With the rise in popularity of client side, JavaScript frameworks like React, Vue and Angular, it is undeniable that JavaScript is eating the web. This increased reliance on JavaScript isn’t necessarily a bad thing. JavaScript enables us to add interactivity to a page and thereby create more engaging user experiences online. It has also helped address many performance issues with its solutions relating to lazy load and client-side routing via the history API. JavaScript however, is also a notorious cause of many accessibility issues. For instance, client side routing while enabling navigation without a full page reload, doesn’t get picked up accurately by screen readers. In addition, click and hover only events make apps virtually unusable for keyboard only users. To better understand the role of JavaScript with regards to these accessibility issues, let’s more closely examine how assistive devices are used to navigate the web.
Assistive Tech to the rescue!
Next to the mouse, keyboards are one of the most commonly used input controls when navigating the web. In addition to able-bodied “power” users, many with motor disabilities or any type of muscular impairments rely on a keyboard of some form for navigation. Of the keys on a keyboard, the tab
, enter
, spacebar
and respective arrow keys— →
↑
↓
←
—are standard keystrokes used for interaction. More specifically, the tab
key is used to navigate through links and form controls, the enter
(and also spacebar
) key is used to select an element and the arrow keys are used for general navigation. Because every key is used in such a specific manner, interactions via the keyboard should be predictable. Many applications unsurprisingly fall short of this expectation. Common pitfalls include issues relating to focus management and navigation order. (If you’re interested in learning more about how keyboard users use their keyboards, check out this WebAIM article)

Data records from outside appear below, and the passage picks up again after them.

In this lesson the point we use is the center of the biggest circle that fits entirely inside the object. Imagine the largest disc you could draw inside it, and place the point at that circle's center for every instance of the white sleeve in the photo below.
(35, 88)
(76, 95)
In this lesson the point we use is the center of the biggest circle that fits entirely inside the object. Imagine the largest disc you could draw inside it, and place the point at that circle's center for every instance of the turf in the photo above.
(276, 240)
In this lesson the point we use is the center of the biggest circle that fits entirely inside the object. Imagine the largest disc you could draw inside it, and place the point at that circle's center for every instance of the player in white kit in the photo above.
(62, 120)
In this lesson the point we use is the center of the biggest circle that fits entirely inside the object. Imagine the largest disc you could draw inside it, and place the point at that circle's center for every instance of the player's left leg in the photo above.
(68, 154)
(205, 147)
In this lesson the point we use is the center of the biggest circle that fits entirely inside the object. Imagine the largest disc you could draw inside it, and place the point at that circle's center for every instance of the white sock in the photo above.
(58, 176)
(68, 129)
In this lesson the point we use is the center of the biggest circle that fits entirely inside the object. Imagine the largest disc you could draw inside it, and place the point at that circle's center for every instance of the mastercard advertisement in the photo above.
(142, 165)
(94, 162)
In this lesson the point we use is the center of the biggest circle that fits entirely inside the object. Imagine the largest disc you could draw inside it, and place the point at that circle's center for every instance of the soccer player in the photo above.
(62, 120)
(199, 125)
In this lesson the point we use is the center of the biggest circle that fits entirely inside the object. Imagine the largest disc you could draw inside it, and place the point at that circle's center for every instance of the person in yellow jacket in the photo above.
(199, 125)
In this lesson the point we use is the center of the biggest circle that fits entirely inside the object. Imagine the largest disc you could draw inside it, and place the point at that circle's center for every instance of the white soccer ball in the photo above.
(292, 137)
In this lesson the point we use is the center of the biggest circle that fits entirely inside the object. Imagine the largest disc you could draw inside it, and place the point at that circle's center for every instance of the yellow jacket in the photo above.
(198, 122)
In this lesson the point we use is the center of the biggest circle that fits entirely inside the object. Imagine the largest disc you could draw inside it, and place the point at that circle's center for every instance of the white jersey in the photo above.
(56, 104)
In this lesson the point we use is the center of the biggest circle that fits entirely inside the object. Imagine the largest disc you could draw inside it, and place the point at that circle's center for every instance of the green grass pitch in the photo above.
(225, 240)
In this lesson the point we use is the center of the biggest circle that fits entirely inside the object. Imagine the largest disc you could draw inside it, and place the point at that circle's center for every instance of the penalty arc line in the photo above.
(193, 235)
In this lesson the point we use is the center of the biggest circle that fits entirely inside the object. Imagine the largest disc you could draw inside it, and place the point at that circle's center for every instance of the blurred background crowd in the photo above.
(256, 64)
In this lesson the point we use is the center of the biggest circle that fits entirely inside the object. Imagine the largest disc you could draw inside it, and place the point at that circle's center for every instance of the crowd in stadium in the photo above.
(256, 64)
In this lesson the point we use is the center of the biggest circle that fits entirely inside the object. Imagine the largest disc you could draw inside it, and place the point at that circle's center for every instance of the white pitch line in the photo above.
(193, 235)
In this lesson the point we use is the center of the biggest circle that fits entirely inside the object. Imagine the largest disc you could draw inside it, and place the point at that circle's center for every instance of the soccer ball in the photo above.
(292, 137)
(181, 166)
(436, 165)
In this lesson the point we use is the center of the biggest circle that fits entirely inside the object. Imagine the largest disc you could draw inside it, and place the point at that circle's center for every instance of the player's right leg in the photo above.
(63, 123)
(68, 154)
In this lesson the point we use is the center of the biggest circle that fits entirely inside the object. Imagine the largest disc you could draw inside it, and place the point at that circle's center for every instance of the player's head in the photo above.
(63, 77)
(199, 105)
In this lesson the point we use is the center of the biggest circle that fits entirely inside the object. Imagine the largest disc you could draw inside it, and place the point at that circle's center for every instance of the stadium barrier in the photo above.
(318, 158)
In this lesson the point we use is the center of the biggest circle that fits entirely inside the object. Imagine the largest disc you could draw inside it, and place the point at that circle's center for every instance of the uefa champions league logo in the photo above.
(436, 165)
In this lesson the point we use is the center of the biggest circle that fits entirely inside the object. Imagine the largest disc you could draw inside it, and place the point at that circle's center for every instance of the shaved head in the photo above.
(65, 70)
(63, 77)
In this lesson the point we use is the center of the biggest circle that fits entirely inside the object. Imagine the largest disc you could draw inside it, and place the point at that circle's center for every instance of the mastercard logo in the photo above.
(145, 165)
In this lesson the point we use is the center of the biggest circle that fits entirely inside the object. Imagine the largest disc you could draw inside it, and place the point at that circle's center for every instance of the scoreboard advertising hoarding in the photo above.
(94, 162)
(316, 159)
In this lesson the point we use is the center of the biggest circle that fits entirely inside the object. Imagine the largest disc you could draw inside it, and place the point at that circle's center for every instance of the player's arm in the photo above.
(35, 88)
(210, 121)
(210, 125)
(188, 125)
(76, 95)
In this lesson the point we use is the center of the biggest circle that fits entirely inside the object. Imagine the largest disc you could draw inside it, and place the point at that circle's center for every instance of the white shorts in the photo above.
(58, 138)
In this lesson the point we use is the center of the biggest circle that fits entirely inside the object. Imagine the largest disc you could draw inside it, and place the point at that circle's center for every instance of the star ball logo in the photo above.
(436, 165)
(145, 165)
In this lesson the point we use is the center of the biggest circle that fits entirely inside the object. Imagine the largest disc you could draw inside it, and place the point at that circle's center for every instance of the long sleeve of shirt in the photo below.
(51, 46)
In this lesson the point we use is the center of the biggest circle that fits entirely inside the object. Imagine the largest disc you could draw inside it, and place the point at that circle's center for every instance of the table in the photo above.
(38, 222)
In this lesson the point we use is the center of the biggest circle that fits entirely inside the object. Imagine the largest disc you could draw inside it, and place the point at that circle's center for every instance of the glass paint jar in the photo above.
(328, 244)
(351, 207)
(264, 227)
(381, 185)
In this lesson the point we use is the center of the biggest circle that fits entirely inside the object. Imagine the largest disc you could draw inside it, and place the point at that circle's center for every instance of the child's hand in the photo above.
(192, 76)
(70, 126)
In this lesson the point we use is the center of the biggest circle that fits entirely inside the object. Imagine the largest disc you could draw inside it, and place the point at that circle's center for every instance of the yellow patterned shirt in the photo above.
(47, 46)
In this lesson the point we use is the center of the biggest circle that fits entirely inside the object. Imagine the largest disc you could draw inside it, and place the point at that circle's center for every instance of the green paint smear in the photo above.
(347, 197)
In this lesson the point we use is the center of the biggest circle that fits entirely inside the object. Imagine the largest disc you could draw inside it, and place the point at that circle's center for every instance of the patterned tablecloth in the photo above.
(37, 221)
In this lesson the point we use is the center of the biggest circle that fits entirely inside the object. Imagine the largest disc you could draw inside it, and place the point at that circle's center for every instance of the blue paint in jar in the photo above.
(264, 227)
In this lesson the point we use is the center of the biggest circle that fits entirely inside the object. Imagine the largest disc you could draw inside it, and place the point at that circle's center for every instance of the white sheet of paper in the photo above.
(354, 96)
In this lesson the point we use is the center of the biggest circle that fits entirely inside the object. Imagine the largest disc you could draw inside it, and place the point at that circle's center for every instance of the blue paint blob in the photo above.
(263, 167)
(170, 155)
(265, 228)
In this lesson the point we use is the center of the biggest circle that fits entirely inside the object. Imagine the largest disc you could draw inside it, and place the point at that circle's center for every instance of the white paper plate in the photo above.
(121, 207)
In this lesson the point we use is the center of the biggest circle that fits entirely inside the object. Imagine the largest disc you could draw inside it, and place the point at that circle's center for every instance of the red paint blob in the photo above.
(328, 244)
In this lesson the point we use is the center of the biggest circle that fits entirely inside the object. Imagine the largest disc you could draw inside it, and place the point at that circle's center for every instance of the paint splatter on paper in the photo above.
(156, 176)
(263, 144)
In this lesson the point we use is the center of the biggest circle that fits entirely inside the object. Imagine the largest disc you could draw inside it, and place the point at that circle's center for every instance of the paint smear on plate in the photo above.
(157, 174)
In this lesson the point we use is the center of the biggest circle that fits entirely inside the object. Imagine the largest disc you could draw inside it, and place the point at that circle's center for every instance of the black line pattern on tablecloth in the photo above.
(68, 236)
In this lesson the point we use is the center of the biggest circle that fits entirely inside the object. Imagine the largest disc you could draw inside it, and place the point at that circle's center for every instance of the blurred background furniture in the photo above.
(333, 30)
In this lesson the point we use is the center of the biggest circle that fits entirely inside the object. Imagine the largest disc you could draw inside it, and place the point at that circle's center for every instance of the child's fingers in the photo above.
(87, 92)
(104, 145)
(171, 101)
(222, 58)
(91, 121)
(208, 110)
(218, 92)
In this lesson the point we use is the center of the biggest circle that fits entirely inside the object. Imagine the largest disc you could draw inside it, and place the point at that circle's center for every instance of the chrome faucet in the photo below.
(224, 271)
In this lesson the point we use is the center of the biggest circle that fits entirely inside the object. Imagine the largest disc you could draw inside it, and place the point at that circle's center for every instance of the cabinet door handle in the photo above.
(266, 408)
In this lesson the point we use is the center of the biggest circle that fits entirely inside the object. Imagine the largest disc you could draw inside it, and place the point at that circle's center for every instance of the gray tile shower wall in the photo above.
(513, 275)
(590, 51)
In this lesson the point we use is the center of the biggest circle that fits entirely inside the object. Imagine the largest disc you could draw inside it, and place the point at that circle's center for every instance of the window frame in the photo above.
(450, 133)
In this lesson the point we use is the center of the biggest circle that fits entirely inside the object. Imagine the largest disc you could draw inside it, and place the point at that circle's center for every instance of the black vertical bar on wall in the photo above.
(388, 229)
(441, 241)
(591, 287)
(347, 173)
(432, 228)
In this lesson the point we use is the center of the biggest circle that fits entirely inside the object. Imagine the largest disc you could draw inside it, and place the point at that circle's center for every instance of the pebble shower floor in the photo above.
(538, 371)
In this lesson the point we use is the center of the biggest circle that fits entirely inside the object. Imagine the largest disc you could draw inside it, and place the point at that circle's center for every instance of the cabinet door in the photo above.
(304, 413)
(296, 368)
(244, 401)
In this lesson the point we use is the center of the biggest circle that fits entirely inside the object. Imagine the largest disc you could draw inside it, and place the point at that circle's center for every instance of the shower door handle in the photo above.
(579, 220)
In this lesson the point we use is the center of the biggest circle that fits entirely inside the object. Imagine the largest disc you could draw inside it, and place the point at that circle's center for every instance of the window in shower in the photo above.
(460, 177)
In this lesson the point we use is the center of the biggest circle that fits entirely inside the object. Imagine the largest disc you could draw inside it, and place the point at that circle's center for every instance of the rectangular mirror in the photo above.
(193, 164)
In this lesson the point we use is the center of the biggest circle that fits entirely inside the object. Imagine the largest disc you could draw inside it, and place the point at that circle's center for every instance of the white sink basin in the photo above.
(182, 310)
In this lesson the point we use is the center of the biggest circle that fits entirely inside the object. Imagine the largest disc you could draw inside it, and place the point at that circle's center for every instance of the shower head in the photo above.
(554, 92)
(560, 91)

Another commonly used assistive device is the screen reader. This tool is often used in conjunction with a keyboard and converts digital text into synthesized speech to help users with low vision or cognitive disabilities use the web. Though the web is chock full of content, screen readers generally condense this information into meaningful chunks (read: accessibility tree) so that users can quickly scan and consume content online. Like keyboard-only navigation, screen readers too face similar issues like focus management. In fact, screen readers may reveal an even more jarring user experience when navigating pages online. As we mentioned earlier, dynamic content changes and DOM updates made via JavaScript are not easily picked up by screen readers and can cause confusion for non visual users of the web.
Where do we go from here?
Though JavaScript has historically been a hindrance to accessibility, its presence doesn’t make an application inaccessible by default. Applications are inaccessible because they were built without any considerations for alternate input controls and assistive technologies. Instead of blaming JavaScript for all our problems (true life: my name is JavaScript), a better approach is to use the functionality JavaScript gives us to boost the state of accessibility on the web. One way to do this is by implementing best practices and strategies into our JavaScript workflows. In order to better align these strategies with our accessibility goals, lets focus on solutions to the core accessibility challenges highlighted earlier; focus management, and accurately reflecting dynamic content changes.
Focus Management
When an element on the web has “focus”, it means that it can be manipulated and activated either via a keyboard or other alternative input controls. It almost goes without saying, but focus is handy for keeping track of where you are on a page. For most sighted users, this focus is noticeable visually via the default browser outline focus style (if it hasn’t already been removed) and/or by the position of the cursor. One way to tackle focus management in applications is to direct your users down a logical navigation path via focus order.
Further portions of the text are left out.